寒冷地が多いです。北海道や宮城、青森など東北地方、関東近郊では長野県や埼玉県秩父などで採取が行われています。

伐らない林業」として今では注目される存在でもあるようです。

従来では樹が伐期を迎えるまで育て、間伐や枝打ち、下草刈りを行い、伐ったあとも樹を林道まで運び、それを運搬し製材、それでやっと収入が得られるわけです。

メープルであれば、樹がある程度の大きさを迎えれば(20年~30年)毎年採取を行うことができます。樹の伐倒、運ぶ労力はかかりませんし、エコツアーや体験観光と絡められる可能性も高いです

樹齢20年程の樹であれば、穴を開けて樹液を採取しても枯れません。穴は自然治癒もしくは木工用ボンドを穴に詰めるという方法もあるそうです。昨年は自然治癒で、問題ありませんでした。

国内では埼玉県の秩父がメディアの露出も多く、注目を集めています。

TAP&SAPという会社では樹液の採取を行い、メープルシロップをはじめ、様々な商品の製造まで行っています。「MAPLE BASE」という施設も運営しています。

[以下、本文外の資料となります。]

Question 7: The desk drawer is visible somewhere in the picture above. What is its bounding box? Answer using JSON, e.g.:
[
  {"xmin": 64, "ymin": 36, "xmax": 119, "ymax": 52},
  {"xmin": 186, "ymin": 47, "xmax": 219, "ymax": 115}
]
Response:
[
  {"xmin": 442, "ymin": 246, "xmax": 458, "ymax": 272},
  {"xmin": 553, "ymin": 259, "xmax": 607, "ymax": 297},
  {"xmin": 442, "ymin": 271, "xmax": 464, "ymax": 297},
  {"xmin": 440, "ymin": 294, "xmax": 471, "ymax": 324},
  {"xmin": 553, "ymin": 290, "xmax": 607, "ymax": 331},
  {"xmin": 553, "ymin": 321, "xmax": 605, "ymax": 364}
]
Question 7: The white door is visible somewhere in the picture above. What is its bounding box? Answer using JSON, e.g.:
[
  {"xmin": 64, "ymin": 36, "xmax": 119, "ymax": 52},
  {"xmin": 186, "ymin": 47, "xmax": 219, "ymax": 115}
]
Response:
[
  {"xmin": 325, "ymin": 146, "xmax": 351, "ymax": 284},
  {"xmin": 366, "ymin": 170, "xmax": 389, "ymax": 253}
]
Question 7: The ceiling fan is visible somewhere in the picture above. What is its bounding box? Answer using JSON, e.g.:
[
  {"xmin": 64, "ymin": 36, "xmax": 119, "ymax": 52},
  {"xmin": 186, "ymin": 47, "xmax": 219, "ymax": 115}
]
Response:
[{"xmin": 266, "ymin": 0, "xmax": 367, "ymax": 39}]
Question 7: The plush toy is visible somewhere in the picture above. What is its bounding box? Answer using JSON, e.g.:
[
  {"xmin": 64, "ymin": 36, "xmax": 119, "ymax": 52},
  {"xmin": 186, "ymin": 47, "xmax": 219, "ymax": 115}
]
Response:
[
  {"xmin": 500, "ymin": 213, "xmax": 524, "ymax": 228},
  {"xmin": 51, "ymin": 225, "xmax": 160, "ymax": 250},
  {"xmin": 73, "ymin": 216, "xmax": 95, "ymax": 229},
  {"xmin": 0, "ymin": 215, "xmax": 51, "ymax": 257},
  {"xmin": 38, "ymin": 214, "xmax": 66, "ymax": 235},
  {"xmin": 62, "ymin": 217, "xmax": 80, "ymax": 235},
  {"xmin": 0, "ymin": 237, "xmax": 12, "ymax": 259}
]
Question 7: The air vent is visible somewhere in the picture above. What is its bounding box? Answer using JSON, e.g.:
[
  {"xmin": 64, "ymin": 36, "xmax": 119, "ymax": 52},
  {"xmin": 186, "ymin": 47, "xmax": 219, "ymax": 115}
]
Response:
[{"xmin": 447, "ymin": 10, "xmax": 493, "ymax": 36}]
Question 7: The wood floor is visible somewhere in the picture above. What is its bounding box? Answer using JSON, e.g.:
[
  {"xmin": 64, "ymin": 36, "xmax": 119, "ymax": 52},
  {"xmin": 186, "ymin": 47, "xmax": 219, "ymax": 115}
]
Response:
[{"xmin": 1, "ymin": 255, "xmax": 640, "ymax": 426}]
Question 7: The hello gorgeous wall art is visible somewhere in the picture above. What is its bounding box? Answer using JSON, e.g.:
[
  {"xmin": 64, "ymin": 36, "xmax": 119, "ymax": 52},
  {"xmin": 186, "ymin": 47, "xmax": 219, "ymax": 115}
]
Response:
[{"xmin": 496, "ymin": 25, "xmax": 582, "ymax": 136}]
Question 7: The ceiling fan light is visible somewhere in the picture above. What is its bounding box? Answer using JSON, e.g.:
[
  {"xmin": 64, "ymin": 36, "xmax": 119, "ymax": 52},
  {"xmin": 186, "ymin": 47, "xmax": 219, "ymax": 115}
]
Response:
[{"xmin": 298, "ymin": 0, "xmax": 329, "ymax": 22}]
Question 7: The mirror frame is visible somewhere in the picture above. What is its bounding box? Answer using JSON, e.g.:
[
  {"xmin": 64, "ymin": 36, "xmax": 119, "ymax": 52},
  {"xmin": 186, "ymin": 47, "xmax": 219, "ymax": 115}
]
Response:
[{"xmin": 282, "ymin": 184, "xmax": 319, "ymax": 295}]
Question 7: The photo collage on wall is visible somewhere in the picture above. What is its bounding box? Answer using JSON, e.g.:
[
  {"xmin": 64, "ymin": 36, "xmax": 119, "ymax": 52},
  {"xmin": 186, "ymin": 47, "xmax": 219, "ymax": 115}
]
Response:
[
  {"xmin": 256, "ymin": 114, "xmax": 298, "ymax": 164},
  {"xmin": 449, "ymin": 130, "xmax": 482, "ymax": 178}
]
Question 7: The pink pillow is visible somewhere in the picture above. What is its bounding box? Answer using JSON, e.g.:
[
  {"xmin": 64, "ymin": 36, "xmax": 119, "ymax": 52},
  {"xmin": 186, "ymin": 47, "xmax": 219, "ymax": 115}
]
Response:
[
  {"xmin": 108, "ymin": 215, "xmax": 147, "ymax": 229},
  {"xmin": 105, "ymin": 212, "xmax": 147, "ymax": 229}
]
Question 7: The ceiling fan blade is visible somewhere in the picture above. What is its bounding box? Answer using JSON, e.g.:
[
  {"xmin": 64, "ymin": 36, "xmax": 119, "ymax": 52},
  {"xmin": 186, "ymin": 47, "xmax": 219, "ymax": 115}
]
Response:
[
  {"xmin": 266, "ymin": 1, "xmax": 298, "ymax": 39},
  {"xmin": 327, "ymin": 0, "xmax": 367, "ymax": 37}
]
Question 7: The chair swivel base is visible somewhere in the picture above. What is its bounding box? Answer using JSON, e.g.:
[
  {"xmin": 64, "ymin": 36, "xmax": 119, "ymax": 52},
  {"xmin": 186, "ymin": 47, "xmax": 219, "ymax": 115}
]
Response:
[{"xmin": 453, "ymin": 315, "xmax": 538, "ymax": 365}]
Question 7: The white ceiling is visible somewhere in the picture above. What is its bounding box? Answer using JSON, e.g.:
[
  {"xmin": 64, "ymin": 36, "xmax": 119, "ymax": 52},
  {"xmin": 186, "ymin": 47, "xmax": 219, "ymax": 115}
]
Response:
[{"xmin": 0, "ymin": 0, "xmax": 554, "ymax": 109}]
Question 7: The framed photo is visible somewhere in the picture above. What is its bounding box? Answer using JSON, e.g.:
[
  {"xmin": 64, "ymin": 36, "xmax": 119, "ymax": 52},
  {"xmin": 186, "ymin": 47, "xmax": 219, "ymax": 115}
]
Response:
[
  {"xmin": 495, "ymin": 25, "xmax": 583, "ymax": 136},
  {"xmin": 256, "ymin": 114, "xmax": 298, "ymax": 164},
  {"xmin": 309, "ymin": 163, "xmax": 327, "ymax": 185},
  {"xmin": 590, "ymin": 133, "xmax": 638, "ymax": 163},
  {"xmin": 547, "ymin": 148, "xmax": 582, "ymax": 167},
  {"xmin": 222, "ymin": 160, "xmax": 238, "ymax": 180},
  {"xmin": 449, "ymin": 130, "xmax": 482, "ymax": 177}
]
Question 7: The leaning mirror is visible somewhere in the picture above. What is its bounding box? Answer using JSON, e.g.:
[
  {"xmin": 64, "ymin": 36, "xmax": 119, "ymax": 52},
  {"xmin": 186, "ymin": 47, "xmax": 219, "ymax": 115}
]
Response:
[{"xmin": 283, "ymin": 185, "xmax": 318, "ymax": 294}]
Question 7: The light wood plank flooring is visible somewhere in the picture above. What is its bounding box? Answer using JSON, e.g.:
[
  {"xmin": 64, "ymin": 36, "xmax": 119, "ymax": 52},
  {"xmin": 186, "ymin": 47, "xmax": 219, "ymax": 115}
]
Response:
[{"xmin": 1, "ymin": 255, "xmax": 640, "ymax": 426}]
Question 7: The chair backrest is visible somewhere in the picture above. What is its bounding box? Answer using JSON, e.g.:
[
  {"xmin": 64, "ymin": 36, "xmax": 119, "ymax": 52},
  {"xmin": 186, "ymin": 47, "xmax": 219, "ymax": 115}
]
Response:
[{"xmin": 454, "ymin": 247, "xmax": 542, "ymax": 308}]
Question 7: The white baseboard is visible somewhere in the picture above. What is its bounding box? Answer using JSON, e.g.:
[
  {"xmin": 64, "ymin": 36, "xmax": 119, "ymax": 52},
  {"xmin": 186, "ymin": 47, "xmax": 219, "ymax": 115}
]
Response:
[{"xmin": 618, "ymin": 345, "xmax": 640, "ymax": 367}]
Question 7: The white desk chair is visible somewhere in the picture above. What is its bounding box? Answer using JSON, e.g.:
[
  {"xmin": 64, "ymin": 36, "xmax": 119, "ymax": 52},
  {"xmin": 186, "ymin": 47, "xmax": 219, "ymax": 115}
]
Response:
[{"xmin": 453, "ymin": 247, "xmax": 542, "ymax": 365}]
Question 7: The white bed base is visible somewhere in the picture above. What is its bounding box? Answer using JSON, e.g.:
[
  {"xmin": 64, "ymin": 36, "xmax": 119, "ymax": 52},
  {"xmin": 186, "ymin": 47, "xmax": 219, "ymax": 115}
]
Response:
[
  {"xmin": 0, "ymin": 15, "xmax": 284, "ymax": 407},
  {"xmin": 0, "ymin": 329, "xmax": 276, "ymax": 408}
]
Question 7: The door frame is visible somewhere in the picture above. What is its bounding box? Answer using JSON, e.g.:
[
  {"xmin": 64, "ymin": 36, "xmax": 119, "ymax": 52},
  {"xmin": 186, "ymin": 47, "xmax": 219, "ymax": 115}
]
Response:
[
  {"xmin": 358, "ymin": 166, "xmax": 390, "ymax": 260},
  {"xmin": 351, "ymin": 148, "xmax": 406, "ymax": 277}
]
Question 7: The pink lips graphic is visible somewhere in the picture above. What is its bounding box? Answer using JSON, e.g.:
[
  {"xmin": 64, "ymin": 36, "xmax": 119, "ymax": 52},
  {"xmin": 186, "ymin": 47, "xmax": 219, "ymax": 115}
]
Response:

ここでは自然の恵みを味わえるような商品の販売や、飲食まで行えるということです。

原料の採取から販売まで、メープルシロップに六次産業化の可能性が見られます

樹液採取に使う道具の紹介

インパクトとドリルピット

インパクトは充電式で持ち歩けるものであればなんでもOKです。
カエデの樹が硬く、ドリルが入りにくいこともあるのでパワーはあるに越したことはないです。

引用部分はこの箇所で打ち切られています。